The WKU Department of Theatre & Dance produces a musical each spring semester, and this year’s production was “Little Women: The Broadway Musical.”
“Little Women” follows the four daughters of the March family alongside their mother as they develop and struggle with relationships while their father is away serving as a Union soldier in the Civil War.
Months of hard work and dedication went into each performance of “Little Women,” which opened at Van Meter Hall on Friday, April 8 and closed with a final showing on Sunday afternoon, according to the play’s director, Bronson Murphy.
“It’s been a really good process,” Murphy said.
Bowling Green junior Emma Tuggle said she was excited to be back on stage after COVID-19 and working with Murphy. A vocal music major in the B.A. program, Tuggle played the March family’s wealthy aunt.
“I haven’t done a show in a few years and so coming into this I was very nervous,” Tuggle said. “I wanted it to be an exciting experience. I wanted to learn a lot.”
Auditions for “Little Women” started in the fall 2021 semester and rehearsals began in early February. Students were eager to perform once more since the COVID-19 pandemic, according to Tuggle.
“It was really good to be back in Van Meter after I hadn’t really done a big show in three years,” Bowling Green senior Ben Morrison said. “I haven’t even gotten to do a mainstage Western show in Van Meter really, so it felt like a welcome home to be back there.”
Morrison, a vocal performance major, played Professor Bhaer, a German professor who advises Jo March on her writing endeavors.
“I’m glad I get to usher in a return to normalcy for my senior year and hopefully set up success in the future,” Morrison said.
Murphy said students and faculty worked for months to develop the show to create chemistry between actors and blend their voices in harmony.
“The first time these kids met, they didn’t have nearly the chemistry they do today because we’ve shoved them together for two months,” Murphy said. “We’ve made them get familiar with each other and get comfortable with each other, and make sure we’ve kind of guided them to make sure they’re telling the exact same story.”
Throughout the rehearsal process many actors, like Bowling Green sophomore Lauren Milam, said they were pushed out of their comfort zones, playing roles they’re not used to. Milam is a music education major and played Marmee March, the March sisters’ mother, in “Little Women”.
“For me, it’s been kind of crazy because I’ve never had a role this big before,” Milam said. “It’s been a new experience for me because you kind of figure out that you were capable of stuff that you didn’t know you were capable of. It’s challenging, but in a safe environment.”
Charlotte Cirves, a sophomore B.F.A theatre student from McFarland, Wisconsin, was the assistant stage manager for the show. Cirves has worked in backstage technical work for six years and worked in stage management for WKU previously.

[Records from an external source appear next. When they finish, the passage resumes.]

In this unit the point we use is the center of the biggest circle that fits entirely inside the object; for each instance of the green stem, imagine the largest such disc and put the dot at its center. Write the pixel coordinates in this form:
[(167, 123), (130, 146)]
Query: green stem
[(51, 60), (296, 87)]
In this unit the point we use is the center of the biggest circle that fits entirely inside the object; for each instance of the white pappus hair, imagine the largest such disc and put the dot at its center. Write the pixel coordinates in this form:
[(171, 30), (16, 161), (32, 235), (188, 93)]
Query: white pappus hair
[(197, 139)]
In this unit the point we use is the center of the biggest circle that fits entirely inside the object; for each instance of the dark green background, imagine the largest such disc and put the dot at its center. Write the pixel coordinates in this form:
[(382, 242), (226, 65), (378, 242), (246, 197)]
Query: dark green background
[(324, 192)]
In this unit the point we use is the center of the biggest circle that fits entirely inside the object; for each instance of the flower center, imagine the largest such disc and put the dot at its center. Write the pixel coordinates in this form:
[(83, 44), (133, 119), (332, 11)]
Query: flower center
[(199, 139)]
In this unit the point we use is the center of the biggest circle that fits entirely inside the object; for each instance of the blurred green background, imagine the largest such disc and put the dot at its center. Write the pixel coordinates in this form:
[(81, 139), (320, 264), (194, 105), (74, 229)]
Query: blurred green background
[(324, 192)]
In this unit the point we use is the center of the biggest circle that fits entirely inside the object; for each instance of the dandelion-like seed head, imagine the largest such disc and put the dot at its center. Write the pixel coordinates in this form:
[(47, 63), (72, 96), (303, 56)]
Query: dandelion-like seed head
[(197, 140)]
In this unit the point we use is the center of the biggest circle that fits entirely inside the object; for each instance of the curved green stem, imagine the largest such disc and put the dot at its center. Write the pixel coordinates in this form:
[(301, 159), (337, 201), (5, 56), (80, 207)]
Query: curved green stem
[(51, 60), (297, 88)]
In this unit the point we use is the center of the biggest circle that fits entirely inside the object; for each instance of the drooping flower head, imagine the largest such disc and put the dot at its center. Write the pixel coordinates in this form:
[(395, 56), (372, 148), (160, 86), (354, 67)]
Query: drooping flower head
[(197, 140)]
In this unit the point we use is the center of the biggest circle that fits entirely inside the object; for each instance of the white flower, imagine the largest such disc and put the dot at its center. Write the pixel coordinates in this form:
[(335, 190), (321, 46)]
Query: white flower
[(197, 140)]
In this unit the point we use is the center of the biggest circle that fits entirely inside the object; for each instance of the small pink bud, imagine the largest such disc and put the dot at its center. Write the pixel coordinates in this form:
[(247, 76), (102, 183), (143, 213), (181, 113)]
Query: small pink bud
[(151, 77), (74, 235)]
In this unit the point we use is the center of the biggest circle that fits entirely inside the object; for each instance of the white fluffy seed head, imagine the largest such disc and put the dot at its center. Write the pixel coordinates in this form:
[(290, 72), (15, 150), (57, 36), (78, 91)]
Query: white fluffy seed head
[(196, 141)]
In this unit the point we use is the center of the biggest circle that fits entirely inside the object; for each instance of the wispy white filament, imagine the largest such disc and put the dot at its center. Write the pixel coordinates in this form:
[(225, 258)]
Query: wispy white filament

“This is my first mainstage show. It’s the the biggest one I’ve ever done, probably the most challenging,” Cirves said. “I have learned so much. I didn’t realize how much knowledge I lacked until I started this process. I think I’ve come so far, not only as a techie, but as a person.”

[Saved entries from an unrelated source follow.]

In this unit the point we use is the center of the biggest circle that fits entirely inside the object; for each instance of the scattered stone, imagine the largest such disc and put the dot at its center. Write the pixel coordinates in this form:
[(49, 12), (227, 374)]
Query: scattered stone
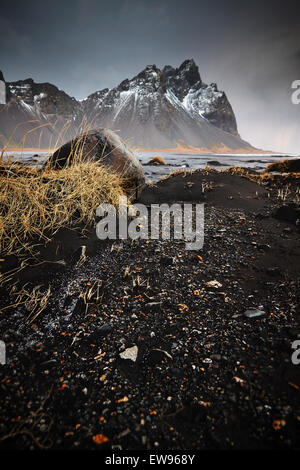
[(214, 284), (254, 313)]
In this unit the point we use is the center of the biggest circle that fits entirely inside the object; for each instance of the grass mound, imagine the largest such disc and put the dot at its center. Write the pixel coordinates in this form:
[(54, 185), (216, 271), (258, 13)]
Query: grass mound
[(157, 160), (35, 203)]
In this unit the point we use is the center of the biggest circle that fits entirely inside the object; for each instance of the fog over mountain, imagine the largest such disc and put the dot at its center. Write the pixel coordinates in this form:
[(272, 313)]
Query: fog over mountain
[(168, 108)]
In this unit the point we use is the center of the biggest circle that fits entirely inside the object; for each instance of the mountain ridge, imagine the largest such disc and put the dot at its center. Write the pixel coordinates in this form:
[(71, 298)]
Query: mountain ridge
[(157, 108)]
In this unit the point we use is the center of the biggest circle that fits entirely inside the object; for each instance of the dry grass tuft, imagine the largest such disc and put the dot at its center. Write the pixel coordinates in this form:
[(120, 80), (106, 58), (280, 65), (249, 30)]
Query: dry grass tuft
[(35, 203), (157, 160)]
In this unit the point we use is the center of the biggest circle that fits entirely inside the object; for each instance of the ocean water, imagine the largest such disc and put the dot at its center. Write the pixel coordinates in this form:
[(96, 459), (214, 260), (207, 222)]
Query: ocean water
[(177, 160)]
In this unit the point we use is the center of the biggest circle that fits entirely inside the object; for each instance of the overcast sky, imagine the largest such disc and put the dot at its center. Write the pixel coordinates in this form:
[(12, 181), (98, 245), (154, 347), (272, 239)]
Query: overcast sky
[(251, 49)]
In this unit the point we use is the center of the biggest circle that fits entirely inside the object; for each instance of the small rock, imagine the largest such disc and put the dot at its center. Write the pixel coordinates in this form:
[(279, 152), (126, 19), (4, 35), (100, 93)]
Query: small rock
[(254, 313), (130, 353)]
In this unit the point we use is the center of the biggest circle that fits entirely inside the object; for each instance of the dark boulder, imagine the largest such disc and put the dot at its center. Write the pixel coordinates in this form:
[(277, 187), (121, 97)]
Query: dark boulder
[(102, 145)]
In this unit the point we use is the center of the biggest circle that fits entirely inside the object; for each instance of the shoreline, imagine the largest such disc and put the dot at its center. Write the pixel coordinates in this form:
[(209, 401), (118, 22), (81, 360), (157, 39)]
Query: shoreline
[(206, 376), (175, 150)]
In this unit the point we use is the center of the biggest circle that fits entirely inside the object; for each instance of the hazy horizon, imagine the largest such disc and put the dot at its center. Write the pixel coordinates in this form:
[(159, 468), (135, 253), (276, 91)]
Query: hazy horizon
[(251, 52)]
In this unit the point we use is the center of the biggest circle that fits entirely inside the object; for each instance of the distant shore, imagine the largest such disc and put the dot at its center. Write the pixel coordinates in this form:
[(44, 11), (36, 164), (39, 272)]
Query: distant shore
[(183, 150)]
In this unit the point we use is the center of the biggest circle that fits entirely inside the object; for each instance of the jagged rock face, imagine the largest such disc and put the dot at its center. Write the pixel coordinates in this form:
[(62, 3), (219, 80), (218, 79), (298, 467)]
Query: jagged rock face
[(161, 108), (105, 146), (44, 96), (155, 109)]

Milam said Bronson treated her and the rest of the cast like professionals and asked for their input to make the show more unique to their performances.
“He’s very clear with direction but also gives us room to play with stuff that we want to and make it our own,” Milam said.
Cirves said that putting on the “Little Women” production is an experience that each member can look back and learn from.
“It’s been really amazing, being able to watch the growth of the show,” Cirves said. “Watching it go from just an empty room, everyone was on-book, and we’re all new to this process, and watching the set develop and all of the spectacle be put in. It’s just been an amazing process seeing this all come together.”
Morrison said she felt the cast and crew developed close relationships while preparing for the show.
“I feel like we’re all just this one fluid unit that is pretty close given the short time that we’ve spent together,” Morrison said. “It helps that this show is such an intimate and heartfelt show that allows us to enter that vulnerable space.”
Tuggle said the thematic importance of family in “Little Women” helped her build relationships with other members as rehearsals went on.
“Obviously, you have to be close with the people you’re around, but we have such a family dynamic now”, Tuggle said “It’s just fun to pick at each other and fun to see how we work under pressure and encourage each other and build each other up.”